In the present work, glycine, N-acryloylglycine monomer (NAG), and polymeric units of poly[(N-acryloylglycine)-co-(acrylamide)] p(NAG-co-Ac) are rationalized by density functional theory (DFT) and experimental evidences have been provided for their uses in poor prognostic cancer therapy. Glycine plays a pivotal role in cell survival, and most of the anti-cancer agents alter the glycine metabolomics and suppress cancer cell proliferation. Herein, we have implicated the Frontier Molecular Orbital theory (FMO) and the results revealed that the introduction of acrylamide/divinyl benzene in the glycine based polymer has increased the biological activities by lowering the energy band gap. Furthermore, it is found that heparanase and proteases are important in an invasive tumor progression and worsening the prognosis. In this line, we have synthesized co-polymeric p(NAG-co-Ac) and revealed its protease inhibitory activities. It is revealed that the cross-linked homo-polymeric and cross-linked hetero-polymeric tetrameric arrangements inhibit the heparanase activity via interacting at heparanase binding domain II (HBDII) with dock score of ~-11.08 kcal mol-1 (Ki) and at heparanase binding domain III (HBD III). Bathochromic shifted CD spectral analysis shows that hydrogel interacts with the heparanase and disturbs the secondary protein structure of the synthesized p(NAG-co-Ac) polymer.
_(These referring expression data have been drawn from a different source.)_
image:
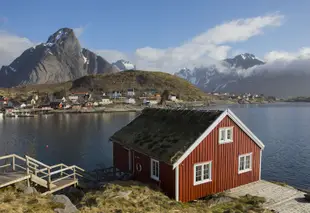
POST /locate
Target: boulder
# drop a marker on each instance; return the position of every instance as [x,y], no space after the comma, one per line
[69,207]
[29,190]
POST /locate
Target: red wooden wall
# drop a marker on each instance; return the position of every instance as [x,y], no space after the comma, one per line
[224,159]
[166,173]
[120,158]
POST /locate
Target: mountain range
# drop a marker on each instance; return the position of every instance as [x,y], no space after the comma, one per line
[246,73]
[61,58]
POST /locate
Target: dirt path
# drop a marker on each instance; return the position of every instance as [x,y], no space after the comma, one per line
[283,199]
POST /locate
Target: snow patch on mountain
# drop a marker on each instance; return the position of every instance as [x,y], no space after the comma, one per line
[124,65]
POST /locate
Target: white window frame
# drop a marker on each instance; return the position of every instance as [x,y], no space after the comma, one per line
[153,176]
[244,161]
[226,140]
[202,172]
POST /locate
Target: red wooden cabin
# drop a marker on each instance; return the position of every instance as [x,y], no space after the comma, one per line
[189,154]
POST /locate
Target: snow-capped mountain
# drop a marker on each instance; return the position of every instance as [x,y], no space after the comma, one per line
[210,78]
[61,58]
[247,73]
[244,61]
[123,65]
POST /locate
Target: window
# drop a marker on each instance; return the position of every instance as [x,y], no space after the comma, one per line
[154,169]
[226,135]
[202,173]
[245,163]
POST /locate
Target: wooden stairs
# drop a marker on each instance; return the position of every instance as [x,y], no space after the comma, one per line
[52,178]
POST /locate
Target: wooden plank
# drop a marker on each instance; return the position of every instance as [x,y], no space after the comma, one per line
[61,186]
[36,161]
[5,157]
[7,179]
[6,165]
[41,181]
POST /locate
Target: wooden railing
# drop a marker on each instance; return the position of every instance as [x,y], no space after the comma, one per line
[52,174]
[47,175]
[12,160]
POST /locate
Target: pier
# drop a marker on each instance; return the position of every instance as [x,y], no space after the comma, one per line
[51,178]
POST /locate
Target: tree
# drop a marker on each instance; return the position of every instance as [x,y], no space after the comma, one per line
[164,97]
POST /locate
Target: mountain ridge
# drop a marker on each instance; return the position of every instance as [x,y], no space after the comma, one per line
[246,73]
[60,58]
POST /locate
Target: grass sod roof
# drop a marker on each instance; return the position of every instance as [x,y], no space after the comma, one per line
[165,134]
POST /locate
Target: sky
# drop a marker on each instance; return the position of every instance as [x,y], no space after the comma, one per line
[162,35]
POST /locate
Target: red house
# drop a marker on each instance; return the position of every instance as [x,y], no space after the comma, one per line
[189,154]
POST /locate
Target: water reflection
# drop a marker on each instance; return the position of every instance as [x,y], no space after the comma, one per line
[80,139]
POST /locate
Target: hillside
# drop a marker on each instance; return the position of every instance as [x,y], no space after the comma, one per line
[61,58]
[140,81]
[121,197]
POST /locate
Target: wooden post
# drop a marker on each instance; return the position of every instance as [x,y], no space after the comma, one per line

It is found that the synthesized p(NAG-co-Ac) hydrogel is anti-proliferative and is a migratory inhibitor against the cancer cells and favors the programmed cell death. Further, the p(NAG-co-Ac) hydrogel exhibited anti-angiogenic behavior. In conclusion, p(NAG-co-Ac) with anti-angiogenic and anti-tumorigenic capabilities has made it a future potential anticancer polymer for heparanase-driven invasive malignancies without using any additional anticancer drugs and is paramount for cancer treatment.